Door: Eline te Velde
Speekselklier-transplantatie: een doorbraak na twintig jaar onderzoek
In december 2022 voerde het Universitair Medisch Centrum Groningen (UMCG) een unieke behandeling uit. Voor het eerst werd een patiënt behandeld met cellen van speekselklier-organoïden, gekweekt uit zijn eigen stamcellen. Deze therapie is het resultaat van ruim twintig jaar onderzoek onder leiding van Rob Coppes, hoogleraar Radiotherapie bij het UMCG.
“Het is uniek dat je op één plek een idee kunt ontwikkelen en dat uiteindelijk op dezelfde plek in een klinisch onderzoek kunt toepassen”, vertelt Coppes. Het idee voor dit onderzoek ontstond begin jaren 2000 tijdens een congres in Oxford. “Ik zag een posterpresentatie over een experiment waarbij cellen in het ruggenmerg van proefdieren werden geïnjecteerd. Het onderzoek liet een kleine verbetering zien, en dat plantte een zaadje.”

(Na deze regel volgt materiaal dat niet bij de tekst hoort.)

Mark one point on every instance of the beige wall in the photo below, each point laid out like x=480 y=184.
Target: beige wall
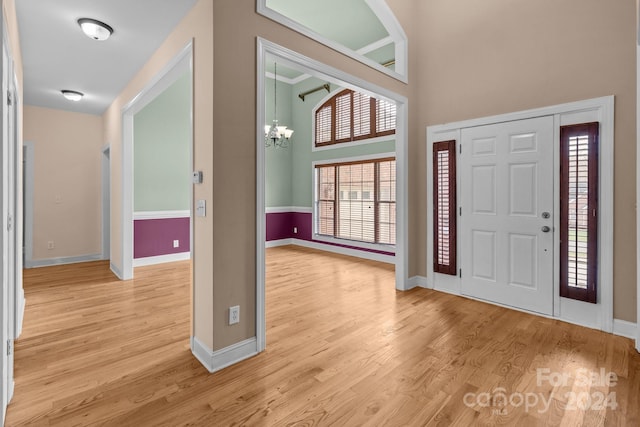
x=494 y=57
x=196 y=26
x=67 y=183
x=465 y=60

De echte doorbraak kwam enkele jaren later door een toevallige ontmoeting. “Onze afdeling fuseerde met de stamcelbiologie-afdeling. Tijdens gesprekken bij de koffieautomaat ontdekte ik dat zij technieken hadden waar we iets mee konden. Samen hebben we een subsidievoorstel ingediend bij KWF. In 2003 ging het onderzoek officieel van start.”
Organoïden
De eerste stappen waren veelbelovend, maar vol uitdagingen. “In 2008 hebben we laten zien dat het mogelijk was om stamcellen uit speekselklieren te isoleren en te kweken”, legt Coppes uit. “Alleen in die fase hadden we drie muizen nodig om één muis te behandelen. Dat is natuurlijk niet haalbaar in de kliniek. Een belangrijke doorbraak kwam door het onderzoek van Hans Clevers’ groep naar organoïden van het Hubrecht Instituut. “De organoïdentechnologie bracht ons veel verder. We misten een paar groeifactoren om organoïden van hoge kwaliteit te kweken. Vervolgens hebben we er zes jaar over gedaan om de methode te ontwikkelen volgens de Good Manufacturing Practice (GMP)-richtlijnen. Na goedkeuring van de CCMO, de centrale medisch-ethische toetsingscommissie, konden we in december 2022 de eerste patiënt behandelen.”
Droge mond
Xerostomie, een droge mond als gevolg van een verminderde speekselproductie, is een veelvoorkomende bijwerking van bestraling bij tumoren in het hoofd-halsgebied. Zonder functionerende speekselklieren kampen patiënten met diverse klachten, zoals verlies van smaak, moeite met spreken, slikken en ernstige tandproblemen. “Het heeft een enorme impact op de kwaliteit van leven”, benadrukt Coppes. “Zonder speeksel ga je niet dood, maar het leven wordt wel onaangenamer.”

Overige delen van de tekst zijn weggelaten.